In an adult, blepharitis may be the result of unfavorable living or working conditions, such as exposure to mucous membranes of harmful fumes or cigarette smoke.In addition, parasitic invasions, such as pediculosis, can also cause inflammation.


The symptoms of a disease like blepharitis depend on the form in which it occurs.

Possible manifestations of the disease:

  • puffiness of the eyelids;
  • redness, which can be localized on the mucous membranes, and on the skin;
  • hyperemia, that is, a rush of blood, accompanied by the acquisition of skin burgundy hue and local temperature increase;
  • feeling of heaviness in the eyelids;
  • foreign body sensation;
  • increased tearing or, on the contrary, excessive dryness of the eyes;
  • accumulation of skin secretion between the eyelashes or in the corners of the eyes;
  • you can find scales, localized at the base of the eyelashes at the edges of the eyelids;
  • in some cases there is photophobia.

If the disease has acquired a chronic form, the symptoms can be blurred and fickle, manifesting sporadically in periods of exacerbations.


An experienced ophthalmologist will be able to detect blepharitis when examined, but additional diagnostic procedures will be needed to determine the cause of the disease, for example, examination of scales or tissue particles of the eyelid.

How to treat?

Treatment of blepharitis should be aimed at eliminating the causes of the development of this disease and all its unpleasant symptoms.

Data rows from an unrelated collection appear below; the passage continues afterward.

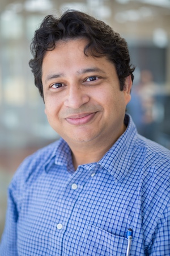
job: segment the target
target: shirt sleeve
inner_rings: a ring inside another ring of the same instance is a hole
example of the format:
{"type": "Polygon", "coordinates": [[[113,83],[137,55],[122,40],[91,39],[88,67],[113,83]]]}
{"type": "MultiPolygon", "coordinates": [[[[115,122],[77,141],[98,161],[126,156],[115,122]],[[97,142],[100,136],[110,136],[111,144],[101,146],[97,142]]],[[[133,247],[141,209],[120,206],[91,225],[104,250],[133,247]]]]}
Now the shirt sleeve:
{"type": "Polygon", "coordinates": [[[1,256],[18,255],[16,248],[18,217],[18,213],[12,190],[11,187],[9,187],[6,224],[0,244],[1,256]]]}
{"type": "Polygon", "coordinates": [[[6,223],[0,243],[0,256],[18,256],[17,223],[28,163],[29,158],[22,163],[8,187],[6,223]]]}
{"type": "Polygon", "coordinates": [[[165,208],[160,218],[156,231],[152,237],[146,255],[169,256],[170,255],[170,205],[165,208]]]}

Since in most cases the pathogens are bacteria, doctors recommend antibiotics, as a rule, for external use.

They are available as eye drops, ointments, creams, gels or solutions. Thus, agents based on gentamicin, chloramphenicol, erythromycin, neomycin, ciprofloxacin and other antibacterial components may be prescribed. Usually drugs are used several times a day, and the duration of treatment can reach 1.5-2 weeks.

If scaly blepharitis takes place, then it is recommended daily (preferably at bedtime) to treat the edges with a cotton swab dipped in a solution of brilliant green, that is, ordinary green. Also, the eyes should be cleaned twice a day. If there is a blockage or inflammation of the meibomian glands, then a massage of the eyelids will be useful, which will ensure the outflow of skin secretion. And for the speedy recovery of damaged mucous membranes, you can take vitamin complexes.

Accelerate recovery and some folk remedies:

  1. Eyes can be washed with a weak brew, both black and green tea, because tea leaves have anti-inflammatory, antiseptic and wound healing properties. In a warm liquid, moisten a cotton pad, attach it to the affected eyelid, and either just wipe it off or leave it for a while.
  2. Use herbal medicinal herbs such as chamomile, calendula, coltsfoot, sage. For cooking means one or two tablespoons of raw materials, pour a glass of boiling water. Then boil the composition for ten minutes, cool, strain and use for wiping, rinsing, compresses and lotions.
  3. Warming up sometimes helps, but when pus is formed and the body temperature rises it is contraindicated. For the procedure, boil the egg or potatoes, cool slightly and apply for fifteen to twenty minutes to the sore.
  4. Use aloe, this amazing plant will also help to destroy the pathogens of inflammation and accelerate the process of tissue regeneration.

Blepharitis is given to treatment, but it is completely possible to get rid of it only by consulting a doctor in time and starting the prescribed therapy.